The Yellow Fever Epidemic of 1793

Freedom Center Voices

The Yellow Fever Epidemic of 1793

When news of COVID-19 began to sweep the country, it got me thinking about the past outbreaks in United States history. The first that came to mind was the 1793 yellow fever epidemic that gripped our then-largest American city and nation’s capital—Philadelphia, PA.

At the time, yellow fever was known as ‘American plague.’ Catching this disease was serious and caused the afflicted a lot of suffering before they ultimately died.

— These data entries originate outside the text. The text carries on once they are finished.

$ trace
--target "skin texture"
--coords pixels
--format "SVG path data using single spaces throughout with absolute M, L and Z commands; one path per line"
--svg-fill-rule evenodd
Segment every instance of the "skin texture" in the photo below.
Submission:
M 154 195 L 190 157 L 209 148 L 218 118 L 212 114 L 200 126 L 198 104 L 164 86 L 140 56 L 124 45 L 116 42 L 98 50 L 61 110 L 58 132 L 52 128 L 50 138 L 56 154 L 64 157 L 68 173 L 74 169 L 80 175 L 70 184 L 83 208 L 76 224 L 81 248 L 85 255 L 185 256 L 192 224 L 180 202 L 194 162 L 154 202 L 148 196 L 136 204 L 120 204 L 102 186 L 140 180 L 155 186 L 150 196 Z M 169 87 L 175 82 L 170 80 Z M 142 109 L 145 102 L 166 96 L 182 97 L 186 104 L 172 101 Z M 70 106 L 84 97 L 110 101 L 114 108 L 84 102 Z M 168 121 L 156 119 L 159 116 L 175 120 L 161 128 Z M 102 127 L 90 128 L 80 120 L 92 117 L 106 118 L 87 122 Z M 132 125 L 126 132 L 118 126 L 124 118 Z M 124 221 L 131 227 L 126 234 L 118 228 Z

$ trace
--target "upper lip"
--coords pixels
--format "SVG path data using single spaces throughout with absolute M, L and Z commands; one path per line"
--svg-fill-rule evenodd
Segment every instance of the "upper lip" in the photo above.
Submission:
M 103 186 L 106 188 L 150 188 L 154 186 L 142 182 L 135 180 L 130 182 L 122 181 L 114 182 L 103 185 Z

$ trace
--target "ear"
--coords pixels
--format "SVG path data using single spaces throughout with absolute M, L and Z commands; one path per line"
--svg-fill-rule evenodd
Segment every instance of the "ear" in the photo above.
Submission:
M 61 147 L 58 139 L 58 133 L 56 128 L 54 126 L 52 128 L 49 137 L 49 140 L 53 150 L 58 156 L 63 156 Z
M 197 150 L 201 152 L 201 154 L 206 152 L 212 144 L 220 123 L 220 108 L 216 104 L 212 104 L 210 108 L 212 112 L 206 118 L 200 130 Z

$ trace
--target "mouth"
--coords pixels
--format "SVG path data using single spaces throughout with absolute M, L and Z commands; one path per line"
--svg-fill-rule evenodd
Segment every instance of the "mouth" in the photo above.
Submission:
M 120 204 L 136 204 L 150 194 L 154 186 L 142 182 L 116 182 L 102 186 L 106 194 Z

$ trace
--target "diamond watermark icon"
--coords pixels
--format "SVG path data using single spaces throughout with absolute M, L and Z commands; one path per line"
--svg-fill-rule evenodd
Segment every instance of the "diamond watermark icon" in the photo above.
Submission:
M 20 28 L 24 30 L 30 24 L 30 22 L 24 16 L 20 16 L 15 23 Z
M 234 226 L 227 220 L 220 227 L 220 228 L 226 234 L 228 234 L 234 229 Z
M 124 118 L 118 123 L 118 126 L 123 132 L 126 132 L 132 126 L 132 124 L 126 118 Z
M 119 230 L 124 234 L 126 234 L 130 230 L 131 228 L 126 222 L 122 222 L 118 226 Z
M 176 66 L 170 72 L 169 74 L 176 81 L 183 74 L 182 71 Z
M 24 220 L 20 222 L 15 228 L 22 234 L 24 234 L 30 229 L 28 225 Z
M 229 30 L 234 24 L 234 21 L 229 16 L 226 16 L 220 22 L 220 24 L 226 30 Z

We now know that this highly infectious virus is carried and transferred by mosquitoes, but this fact wasn’t discovered until much later in 1881. The unknown caused fear and panic to tear through the city. It had struck our shores before, but this was the worst wave of yellow fever in American history.

As the disease spread, Dr. Benjamin Rush and Dr. James Hutchinson warned Mayor Matthew Clarkson of the possibility of an epidemic. The Mayor met with other doctors, government officials and citizens to find the best course of action to fight the disease.

Free African Society. Established in 1787 under the leadership of Richard Allen and Absolom Jones, this organization fostered identity, leadership, and unity among Blacks and became the forerunner of the first African-American churches in this city. (Historical Marker at 6th and Lombard Sts. Philadelphia PA - Pennsylvania Historical and Museum Commission 1991)

As the death toll climbed and thousands fled the city in fear, Dr. Rush wrote a letter to a local newspaper insinuating the idea that African Americans were somehow immune to yellow fever.  The newspaper then wrote an article pleading with free African Americans to help with the sick. Absalom Jones and Richard Allen, two of Philadelphia’s most prominent African Americans at the time, met with members of the Free African Society and decided to offer assistance to the citizens of Philadelphia.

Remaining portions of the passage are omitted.